Thuringia's designated presiding minister (governor) Lieberknecht (CDU) announced that he will eventually block the tax and health policy of the new coalition; Peter Müller, CDU governor of the Saarland, has threatened to veto the tax plans in the German Bundesrat (the upper house). On Oct. 26, Berlin and Bremen threatened to block the plans, and to possibly even sue the Federal government in the Constitutional Court.

CDU finance minister of Baden-Württemberg Stächele criticized the new plans.
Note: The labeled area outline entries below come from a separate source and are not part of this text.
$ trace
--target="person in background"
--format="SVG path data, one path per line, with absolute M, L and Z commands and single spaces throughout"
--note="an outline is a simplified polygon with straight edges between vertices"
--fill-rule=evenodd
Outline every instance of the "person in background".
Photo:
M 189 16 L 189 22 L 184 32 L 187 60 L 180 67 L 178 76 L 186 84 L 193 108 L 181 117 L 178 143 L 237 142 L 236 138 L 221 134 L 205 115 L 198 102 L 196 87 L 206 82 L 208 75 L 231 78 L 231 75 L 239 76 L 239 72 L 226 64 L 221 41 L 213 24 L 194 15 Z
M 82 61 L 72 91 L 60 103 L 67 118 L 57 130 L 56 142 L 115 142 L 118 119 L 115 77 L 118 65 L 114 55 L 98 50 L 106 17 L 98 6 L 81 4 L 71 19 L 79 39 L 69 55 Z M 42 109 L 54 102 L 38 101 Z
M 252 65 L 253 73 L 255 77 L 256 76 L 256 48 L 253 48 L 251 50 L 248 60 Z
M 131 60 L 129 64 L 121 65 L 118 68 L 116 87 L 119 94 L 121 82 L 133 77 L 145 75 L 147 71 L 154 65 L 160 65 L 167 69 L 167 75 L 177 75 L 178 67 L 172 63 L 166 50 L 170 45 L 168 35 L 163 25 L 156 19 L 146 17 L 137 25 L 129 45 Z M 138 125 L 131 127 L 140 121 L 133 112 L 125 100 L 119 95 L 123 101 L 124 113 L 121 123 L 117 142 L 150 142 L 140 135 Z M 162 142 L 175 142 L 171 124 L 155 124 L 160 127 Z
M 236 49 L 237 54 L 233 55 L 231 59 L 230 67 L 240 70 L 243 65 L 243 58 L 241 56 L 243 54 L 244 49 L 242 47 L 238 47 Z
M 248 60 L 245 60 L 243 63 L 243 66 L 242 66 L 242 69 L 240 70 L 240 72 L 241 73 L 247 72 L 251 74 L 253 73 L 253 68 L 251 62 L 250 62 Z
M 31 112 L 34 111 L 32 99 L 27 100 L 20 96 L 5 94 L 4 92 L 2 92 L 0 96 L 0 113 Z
According to him, the result of these tax cuts will be up to EU1.7 billion added deficit just for his state, which has to struggle with the collapsing auto industry. His state and its municipalities would enter a "new, additional debt spiral," he said. The SPD finance minister of Rhineland Palatinate Kühl also opposes the plan: "The plans of black-yellow will destroy the budget of the states for years to come," he said. He estimates the losses through measures already decided upon and the new measures to be in the range of EU1.2 billion for his state. He said that the measures will hit the socially weaker part of the population and the states. The state of Hesse, with CDU minister president Roland Koch, fears a EU1 billion drop in tax revenues.

Also, the managing director of the Union of Cities and Municipalities, Gerd Landsberg, said that the planned tax cuts will "take away the air to breathe." Cities and municipalities which were already expecting a drop in tax revenues in the range of EU10 billion for 2009, would have to manage another EU3.6 billion less in tax income, if the plans are realized, so that they cannot fulfill their mandated tasks. The corporate tax cut caused by the government's populist mantra "promote growth by reducing corporate taxes," is hitting muncipalities—for which the corporate taxes are the main source of income—especially hard.